Der berühmte Paläontolog BRONN fragt am Schlusse seiner Übersetzung dieses Werkes, wie nach dem Prinzip der natürlichen Zuchtwahl eine Varietät unmittelbar neben der elterlichen Art leben könne? Wenn beide unbedeutend verschiedenen Lebensweisen und Lebensbedingungen angepasst worden sind, so können sie zusammen leben; und wenn wir polymorphe Arten, bei denen die Variabilität von einer eigentümlichen Art zu sein scheint, und alle bloß zeitweiligen Abänderungen, wie Größe, Albinismus u.s.w., bei Seite lassen, so findet man allgemein, dass die beständigen Varietäten, soweit ich es ausfindig machen kann, bestimmte Stationen bewohnen, wie Hochland oder Tiefland, trockene oder feuchte Distrikte. Überdies scheinen bei Tieren welche viel umherwandern und sich reichlich kreuzen, ihre Varietäten allgemein auf bestimmte Regionen beschränkt zu sein.

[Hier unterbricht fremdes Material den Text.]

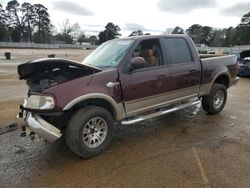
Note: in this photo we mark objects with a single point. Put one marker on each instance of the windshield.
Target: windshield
(108, 54)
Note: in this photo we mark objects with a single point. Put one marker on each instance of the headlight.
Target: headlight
(40, 102)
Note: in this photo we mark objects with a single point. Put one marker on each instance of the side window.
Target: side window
(178, 50)
(150, 50)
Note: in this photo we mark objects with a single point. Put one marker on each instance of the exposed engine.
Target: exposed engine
(41, 81)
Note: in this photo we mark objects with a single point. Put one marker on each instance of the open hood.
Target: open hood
(42, 74)
(46, 65)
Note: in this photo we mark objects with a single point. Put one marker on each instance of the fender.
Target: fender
(226, 73)
(118, 107)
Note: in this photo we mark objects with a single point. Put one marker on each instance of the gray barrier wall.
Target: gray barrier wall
(44, 46)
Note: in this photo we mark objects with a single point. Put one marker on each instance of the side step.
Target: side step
(159, 113)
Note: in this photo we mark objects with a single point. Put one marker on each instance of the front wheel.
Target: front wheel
(89, 131)
(216, 100)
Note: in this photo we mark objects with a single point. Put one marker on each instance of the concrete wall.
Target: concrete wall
(230, 50)
(44, 46)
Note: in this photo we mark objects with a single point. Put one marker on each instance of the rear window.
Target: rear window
(178, 50)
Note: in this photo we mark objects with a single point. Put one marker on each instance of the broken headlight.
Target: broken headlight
(40, 102)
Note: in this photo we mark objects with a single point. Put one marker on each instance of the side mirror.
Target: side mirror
(137, 63)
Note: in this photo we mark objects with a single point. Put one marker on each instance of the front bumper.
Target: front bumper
(39, 125)
(42, 128)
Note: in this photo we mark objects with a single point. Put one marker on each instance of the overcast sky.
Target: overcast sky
(153, 16)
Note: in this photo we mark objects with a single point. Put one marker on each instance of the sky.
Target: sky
(153, 16)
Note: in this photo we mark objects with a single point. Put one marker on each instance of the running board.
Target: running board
(159, 113)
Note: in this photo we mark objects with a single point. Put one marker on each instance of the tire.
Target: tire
(216, 100)
(89, 131)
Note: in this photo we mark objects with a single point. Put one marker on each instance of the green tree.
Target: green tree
(16, 28)
(242, 33)
(81, 39)
(229, 37)
(136, 33)
(206, 35)
(218, 38)
(28, 18)
(3, 25)
(111, 32)
(178, 30)
(42, 23)
(194, 31)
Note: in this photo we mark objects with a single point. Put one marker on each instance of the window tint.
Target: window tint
(151, 52)
(178, 50)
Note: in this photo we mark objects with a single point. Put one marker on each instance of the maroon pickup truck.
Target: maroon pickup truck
(123, 81)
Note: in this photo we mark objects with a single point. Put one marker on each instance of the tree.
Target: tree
(12, 10)
(3, 25)
(136, 33)
(200, 34)
(178, 30)
(93, 39)
(81, 39)
(206, 35)
(245, 20)
(28, 19)
(194, 31)
(229, 36)
(70, 33)
(242, 36)
(218, 38)
(111, 32)
(42, 23)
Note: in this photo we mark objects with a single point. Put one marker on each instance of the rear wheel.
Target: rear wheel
(89, 131)
(216, 100)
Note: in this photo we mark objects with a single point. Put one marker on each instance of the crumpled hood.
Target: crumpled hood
(42, 65)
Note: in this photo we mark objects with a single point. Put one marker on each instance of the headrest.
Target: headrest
(147, 53)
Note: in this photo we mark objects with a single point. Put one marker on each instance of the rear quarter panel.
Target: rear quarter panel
(215, 67)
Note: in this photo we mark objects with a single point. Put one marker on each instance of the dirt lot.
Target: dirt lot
(175, 150)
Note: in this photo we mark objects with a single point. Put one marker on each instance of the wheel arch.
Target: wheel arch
(97, 99)
(222, 78)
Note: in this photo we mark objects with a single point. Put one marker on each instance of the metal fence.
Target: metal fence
(45, 46)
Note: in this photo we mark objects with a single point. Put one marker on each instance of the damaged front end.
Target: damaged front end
(38, 109)
(42, 74)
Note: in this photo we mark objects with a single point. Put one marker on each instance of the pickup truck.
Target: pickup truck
(124, 81)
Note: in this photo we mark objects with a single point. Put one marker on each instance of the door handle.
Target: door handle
(161, 76)
(111, 84)
(192, 70)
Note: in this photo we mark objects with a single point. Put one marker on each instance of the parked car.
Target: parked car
(244, 63)
(123, 81)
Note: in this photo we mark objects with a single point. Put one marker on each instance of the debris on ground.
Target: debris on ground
(8, 128)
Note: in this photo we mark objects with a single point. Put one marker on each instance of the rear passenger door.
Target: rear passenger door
(185, 71)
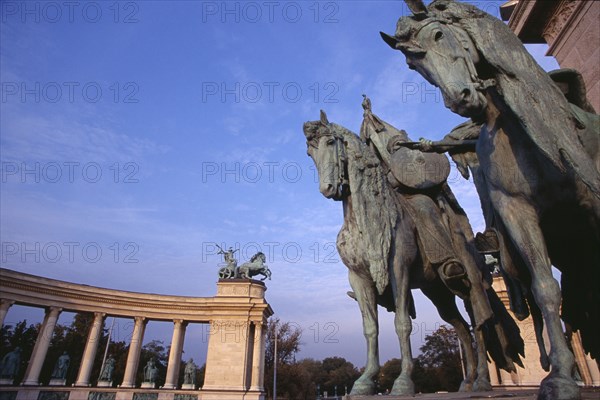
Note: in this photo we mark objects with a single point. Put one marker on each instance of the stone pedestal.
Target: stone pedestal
(230, 359)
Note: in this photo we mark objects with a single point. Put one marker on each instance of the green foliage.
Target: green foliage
(299, 379)
(156, 351)
(19, 335)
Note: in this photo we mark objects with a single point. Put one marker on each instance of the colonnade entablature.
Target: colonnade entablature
(235, 362)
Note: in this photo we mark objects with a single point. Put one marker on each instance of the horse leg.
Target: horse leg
(403, 385)
(482, 382)
(445, 303)
(364, 290)
(522, 224)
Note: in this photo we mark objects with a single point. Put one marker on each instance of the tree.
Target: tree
(153, 350)
(288, 345)
(440, 361)
(19, 335)
(340, 373)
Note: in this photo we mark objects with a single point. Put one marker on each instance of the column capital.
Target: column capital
(54, 310)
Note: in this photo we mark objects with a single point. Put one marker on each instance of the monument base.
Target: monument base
(188, 386)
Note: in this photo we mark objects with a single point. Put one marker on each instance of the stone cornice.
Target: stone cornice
(246, 301)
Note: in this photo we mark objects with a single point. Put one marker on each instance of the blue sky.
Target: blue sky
(135, 135)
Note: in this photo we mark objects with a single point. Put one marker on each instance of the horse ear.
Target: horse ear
(324, 119)
(390, 40)
(417, 7)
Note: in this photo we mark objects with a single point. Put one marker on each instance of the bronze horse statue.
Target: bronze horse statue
(538, 157)
(378, 244)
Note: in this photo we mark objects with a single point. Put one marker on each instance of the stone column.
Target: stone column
(175, 354)
(4, 306)
(38, 355)
(89, 353)
(258, 358)
(135, 347)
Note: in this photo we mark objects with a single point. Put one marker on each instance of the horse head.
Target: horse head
(436, 46)
(325, 145)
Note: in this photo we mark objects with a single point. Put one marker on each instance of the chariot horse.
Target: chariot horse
(538, 157)
(378, 244)
(256, 266)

BRONN behauptet auch, dass verschiedene Spezies niemals in einzelnen Merkmalen von einander abweichen, sondern in vielen Teilen; und er fragt, woher es komme, dass immer viele Teile der Organisation zu derselben Zeit durch Abänderung und natürliche Zuchtwahl modifiziert worden sein sollten? Es liegt aber keine Nötigung vor, zu vermuten, dass alle Teile irgend eines Wesens gleichzeitig modifiziert worden seien. Die allerauffallendsten Modifikationen, irgend einem Zwecke ausgezeichnet angepasst, können, wie früher bemerkt wurde, durch nacheinander auftretende Abänderungen, wenn diese nur gering waren, erst in einem Teile, dann in einem anderen erlangt worden sein; und da sie alle zusammen überliefert werden, so wird es uns so erscheinen, als wären sie gleichzeitig entwickelt worden. Die beste Antwort auf die obige Einwendung bieten indessen diejenigen domestizierten Rassen dar, welche hauptsächlich durch das Zuchtwahlvermögen des Menschen zu irgend einem speziellen Zwecke modifiziert worden sind. Man betrachte das Rennpferd und den Karrengaul, oder den Windhund und die Dogge. Ihr ganzes Körpergerüst und selbst ihre geistigen Eigentümlichkeiten sind modifiziert worden; wenn wir aber Schritt für Schritt die Geschichte ihrer Umwandlung verfolgen könnten — und die letzten Schritte können verfolgt werden —, so würden wir keine großen und gleichzeitig auftretenden Veränderungen sehen, sondern finden, dass erst ein Teil und dann ein anderer unbedeutend modifiziert und verbessert wurde. Selbst wenn die Zuchtwahl vom Menschen auf einen Charakter allein angewendet worden ist — wofür unsere kultivierten Pflanzen die besten Beispiele darbieten —, wird man unveränderlich finden, dass zwar dieser eine Teil, mag es nun die Blüte, die Frucht oder die Blätter sein, bedeutend verändert worden ist, dass aber auch beinahe alle übrigen Teile unbedeutend modifiziert worden sind. Dies lässt sich zum Teil dem Prinzip der Korrelation des Wachstums, zum Teil der sogenannten spontanen Abänderung zuschreiben.